On classical music in London's Royal Albert Hall,
with classical music agony aunt ALICE McVEIGH
Last Friday I visited your capital city to hear two of my favourite pianists -- Katia et Marielle Labeque -- play music by one of my favourite composers -- Francis Poulenc. Although all the music in this concert was well played and sung, the programme was a little confusing -- a kind of rag bag of pieces from different countries and styles with no overall shape. I realise that the concert formed the beginning of some kind of festival, but surely the organisers should take care to provide a balanced and meaningful programme for each individual concert?
My main complaint, though, is that the hall has an embarrassingly bad acoustic which made everything sound quiet, turned the (presumably fine) sound of the two concert grand pianos into public house uprights, and favoured some instruments ... notably some of the brass and percussion instruments placed higher up the stage ... above others.
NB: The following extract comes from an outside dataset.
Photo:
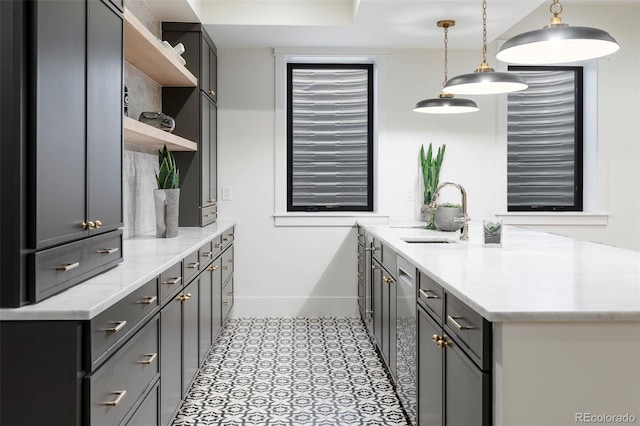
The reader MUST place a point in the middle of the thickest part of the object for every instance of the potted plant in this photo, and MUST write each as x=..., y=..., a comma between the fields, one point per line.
x=167, y=196
x=430, y=175
x=446, y=215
Thus the orchestral sound was unbalanced, distorted, and not loud enough to provide any of the immediacy one normally associates with live performance.
In my opinion, this large round hall is simply not suitable for presenting live classical music to an audience, and the concert organisers must be completely unmusical, out of their minds and/or just crooks exploiting the potential earnings of the large audience capacity. Or is this some kind of British scam?
Since my experiences, I have spoken to a friend in London who heard this concert on the radio. He described the same event as a wonderful, well-balanced broadcast, and told me that the pianos sounded fantastic. So can I trust my ears here, Alice? If I heard what I think I heard, then I would strongly advise against buying tickets for classical concerts at this venue, but to listen instead at home or try some of London's many other concert halls and churches.
If the fundamental reason for holding these concerts is to make broadcasts, then the organisers should state this, and maybe offer seats free. Alternatively, if they really want to create live concerts, perhaps it's time to look for a new venue?
Bonjour Bruno!!!! -- and many thanks for your comments.
Copyright © 24 July 2009
Alice McVeigh, Kent UK
First of all, for those not in London, my froggie friend is referring to the first night of the Proms, at the Royal Albert Hall.
Secondly, he is clearly very musical, as it has been an open secret for decades that the Royal Albert Hall -- however imposing it is from the outside -- is a lousy place to play. As a musician, one feels (even in the Proms) as if one is the only cellist on earth, with all the resultant doubtfulness about not blending with the rest of the section. As a concert-goer, it's hard to wonder what the Promenaders (a self-appointed club of standees addicted to the sounds of their own voices, who basically need to get out less) get so excited about. This is because whichever orchestra is sweating away (and I do mean sweating: it is deadly hot playing there under the TV lights) the orchestral sound is always faintly submerged, as if coming from underground, however expensive one's seats might be. On the other hand, or, in compliment to Monsieur Lefebvre, au contraire, once one has bunged on the radio, the sound is comme il faut, absolutement.
This is because the microphones, as I understand it, are placed in the only position in the Royal Albert Hall where the acoustic is good, ie half-way to the ceiling, in the center of the hall. (Also, they can mess with the balance, to some degree.) In short, Bruno, you have hit the nail on the head and are entitled to cigar or coconut, according to choice. Until the powers that be awaken to the true situation, and offer seats swinging suspended (along with the chandeliers) above the current promenaders, je suis desolee to observe that your best chance of hearing a concert juste is dans le radio. (NB There would be the further advantage that perhaps the seats might fail, permitting one to brain a few promenaders on the beanies, and possibly thus forestalling their next mind-achingly stupid choreographed chant.)
I would applaud your idea of seeking an alternative venue, were it not that the British are sticklers for tradition, and that endless queues up the steps to the Royal Albert Hall, overpriced tickets, Henry Wood's bust, dingy lighting, yodelling promenaders, sweaty armpits, faded Victoriana and crap acoustics are part of the Great British Prom tradition. (And don't get me started on the Last Night, and Jerusalem and gooey-eyed pseudo-Imperialist sentimentality.) C'est impossible!!!!!
Good God, man, next you'll be suggesting we all get cool, comfy and 21st-century!!!!!!